Are you renovating your home or building from scratch? Are you planning a home addition or building a garage? Are you structuring a commercial building? What should you use for the walls and/or ceilings? Should you go with drywall, tape and mud or blueboard and plaster in your new construction or basement renovation?
When deciding to use drywall or plaster on a project, there are various aspects to consider. Having knowledge on the subject is important and comes in very handy in understanding the difference between the two methods. Each of them require different skills, so be informed before making a decision. Factors such as budget, timeframe, property type, and preferred outcome will affect your decision when making up your mind between drywall and plaster.
Drywall Hanging, Tape, and Mud
Drywall systems have become more popular over recent years since it tends to be quicker to install. Therefore, it is widely used in the construction of new building developments. Drywall involves fixing large pieces of plasterboard to wooden studs to create a smooth and seamless look. After the drywall sheets are hung or installed, drywall tape & mud is applied at the seams and over the screws.
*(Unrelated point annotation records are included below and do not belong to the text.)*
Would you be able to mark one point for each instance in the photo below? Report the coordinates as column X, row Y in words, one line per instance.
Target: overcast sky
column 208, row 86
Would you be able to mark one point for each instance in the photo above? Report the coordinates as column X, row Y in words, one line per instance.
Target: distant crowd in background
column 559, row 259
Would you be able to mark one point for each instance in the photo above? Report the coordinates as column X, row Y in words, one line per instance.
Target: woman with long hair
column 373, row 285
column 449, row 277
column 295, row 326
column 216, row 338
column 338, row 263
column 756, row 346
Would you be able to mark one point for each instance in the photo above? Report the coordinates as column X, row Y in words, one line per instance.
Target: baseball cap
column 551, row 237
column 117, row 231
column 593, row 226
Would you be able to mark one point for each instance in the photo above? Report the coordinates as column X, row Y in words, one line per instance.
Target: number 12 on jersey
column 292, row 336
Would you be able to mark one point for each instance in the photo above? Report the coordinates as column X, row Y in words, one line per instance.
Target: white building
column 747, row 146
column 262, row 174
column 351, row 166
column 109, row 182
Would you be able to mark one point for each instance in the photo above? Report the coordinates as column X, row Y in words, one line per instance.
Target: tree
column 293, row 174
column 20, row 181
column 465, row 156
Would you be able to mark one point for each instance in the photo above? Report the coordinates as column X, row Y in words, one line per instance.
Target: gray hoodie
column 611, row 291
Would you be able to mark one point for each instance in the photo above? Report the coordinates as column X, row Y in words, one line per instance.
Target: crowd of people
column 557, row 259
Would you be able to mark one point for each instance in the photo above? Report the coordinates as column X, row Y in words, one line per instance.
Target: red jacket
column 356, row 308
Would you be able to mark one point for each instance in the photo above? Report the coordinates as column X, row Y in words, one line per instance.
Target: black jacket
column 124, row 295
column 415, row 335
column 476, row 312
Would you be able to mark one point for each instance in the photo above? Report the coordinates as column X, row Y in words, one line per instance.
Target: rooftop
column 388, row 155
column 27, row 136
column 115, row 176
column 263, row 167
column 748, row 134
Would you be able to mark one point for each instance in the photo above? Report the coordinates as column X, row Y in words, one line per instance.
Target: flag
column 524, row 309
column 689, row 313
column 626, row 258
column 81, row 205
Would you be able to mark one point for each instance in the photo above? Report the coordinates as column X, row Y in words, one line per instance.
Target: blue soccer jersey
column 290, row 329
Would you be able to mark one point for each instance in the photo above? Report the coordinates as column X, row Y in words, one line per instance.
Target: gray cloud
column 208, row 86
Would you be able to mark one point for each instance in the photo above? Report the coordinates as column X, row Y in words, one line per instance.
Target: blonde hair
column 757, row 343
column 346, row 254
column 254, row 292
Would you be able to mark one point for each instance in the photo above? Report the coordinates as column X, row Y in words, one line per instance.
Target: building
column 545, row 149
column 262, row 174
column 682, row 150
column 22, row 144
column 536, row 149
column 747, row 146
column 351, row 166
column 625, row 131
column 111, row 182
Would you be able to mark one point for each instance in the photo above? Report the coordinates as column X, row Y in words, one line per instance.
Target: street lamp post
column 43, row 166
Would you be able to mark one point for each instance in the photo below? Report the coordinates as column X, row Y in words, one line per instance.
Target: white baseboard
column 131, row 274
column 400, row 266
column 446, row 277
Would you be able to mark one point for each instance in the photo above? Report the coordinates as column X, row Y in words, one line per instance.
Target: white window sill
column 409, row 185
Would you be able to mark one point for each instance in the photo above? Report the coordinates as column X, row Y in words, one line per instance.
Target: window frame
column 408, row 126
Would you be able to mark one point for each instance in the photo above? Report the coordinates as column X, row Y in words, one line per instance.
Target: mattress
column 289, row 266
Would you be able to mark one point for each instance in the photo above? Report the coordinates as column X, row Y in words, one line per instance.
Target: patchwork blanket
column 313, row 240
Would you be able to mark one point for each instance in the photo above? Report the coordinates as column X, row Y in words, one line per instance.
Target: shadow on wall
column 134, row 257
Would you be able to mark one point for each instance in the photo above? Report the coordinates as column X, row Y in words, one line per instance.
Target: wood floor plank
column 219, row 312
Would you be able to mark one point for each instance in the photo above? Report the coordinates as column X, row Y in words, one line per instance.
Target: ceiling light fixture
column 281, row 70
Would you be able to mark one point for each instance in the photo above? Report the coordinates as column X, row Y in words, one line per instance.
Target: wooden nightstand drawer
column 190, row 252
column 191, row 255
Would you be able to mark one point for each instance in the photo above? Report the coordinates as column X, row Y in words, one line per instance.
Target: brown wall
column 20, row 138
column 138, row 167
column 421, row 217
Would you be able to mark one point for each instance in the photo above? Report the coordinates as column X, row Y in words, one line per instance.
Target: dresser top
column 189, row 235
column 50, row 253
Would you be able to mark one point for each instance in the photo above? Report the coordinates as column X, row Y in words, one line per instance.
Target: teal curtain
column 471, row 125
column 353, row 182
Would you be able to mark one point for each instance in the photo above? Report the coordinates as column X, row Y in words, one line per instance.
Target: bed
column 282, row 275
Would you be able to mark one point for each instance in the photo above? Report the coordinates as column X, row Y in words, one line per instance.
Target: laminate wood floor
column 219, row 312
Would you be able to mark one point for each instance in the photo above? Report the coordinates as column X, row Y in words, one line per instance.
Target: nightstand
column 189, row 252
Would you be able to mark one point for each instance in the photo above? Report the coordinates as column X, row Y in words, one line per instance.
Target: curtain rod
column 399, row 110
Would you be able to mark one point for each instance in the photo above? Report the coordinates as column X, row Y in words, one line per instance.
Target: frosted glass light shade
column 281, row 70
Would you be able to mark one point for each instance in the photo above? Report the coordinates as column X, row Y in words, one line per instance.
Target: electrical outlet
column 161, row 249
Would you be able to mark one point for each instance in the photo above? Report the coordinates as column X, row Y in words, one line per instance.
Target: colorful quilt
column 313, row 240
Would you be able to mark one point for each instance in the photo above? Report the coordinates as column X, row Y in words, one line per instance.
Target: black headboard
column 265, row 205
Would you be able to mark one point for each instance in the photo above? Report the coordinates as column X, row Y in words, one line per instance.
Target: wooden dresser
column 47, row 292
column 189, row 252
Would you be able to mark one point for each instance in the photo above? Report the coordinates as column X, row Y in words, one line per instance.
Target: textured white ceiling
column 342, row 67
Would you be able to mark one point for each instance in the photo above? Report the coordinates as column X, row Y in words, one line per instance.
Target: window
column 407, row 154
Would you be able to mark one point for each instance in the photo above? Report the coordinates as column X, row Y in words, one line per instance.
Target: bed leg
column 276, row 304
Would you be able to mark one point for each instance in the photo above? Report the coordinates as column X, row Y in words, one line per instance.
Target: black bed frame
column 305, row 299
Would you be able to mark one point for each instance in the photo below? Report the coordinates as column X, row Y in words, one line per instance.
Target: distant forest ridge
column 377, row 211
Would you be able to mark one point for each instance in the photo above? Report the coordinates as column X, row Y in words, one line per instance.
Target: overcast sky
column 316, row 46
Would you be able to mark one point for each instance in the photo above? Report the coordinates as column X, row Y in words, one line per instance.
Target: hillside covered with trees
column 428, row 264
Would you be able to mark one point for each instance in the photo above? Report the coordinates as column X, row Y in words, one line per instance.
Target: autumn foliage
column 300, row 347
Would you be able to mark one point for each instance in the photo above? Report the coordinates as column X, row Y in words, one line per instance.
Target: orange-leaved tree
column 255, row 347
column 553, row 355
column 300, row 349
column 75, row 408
After this last step, the mud/joint compound will need to be dry in order for the seams to be sanded (expect lots of white dust!!). Then, the drywaller’s job is finished and the client will be ready to paint over the whole thing.
Blueboard and Plaster / Plastering
Plastering has been used for a really, really long time. It is often a favorite choice in older homes since it has demonstrated to provide a stronger and long-lasting surface. Many homeowners desire the finished look that plaster brings, but it can be a more expensive choice due to its more labor-extensive process.
Keep in mind that anything to do with plaster gets places very dirty because of all the white plaster powder particles flying in the air. Therefore, there is a considerable amount of time to prep the work area. A small patch repair job may seem simple and take a short amount of time for the work itself, however, there is a lot of protection and cleaning up involved, not to mention walking back-and-forth to the truck and the work area until the plasterer is ready to start.
Once starting the project, the hard-working guys barely have time to pause because once the plaster mix starts drying, the surface becomes hard like a rock. So, the work must be fast-paced to get that nice smooth finish so desired by homeowners. There is just so much that can be done in one day when one physically works so hard and without stopping. To fit in more plaster mixes in a day, means so many hours to get it done, depending on the size of the team needed or available for that project.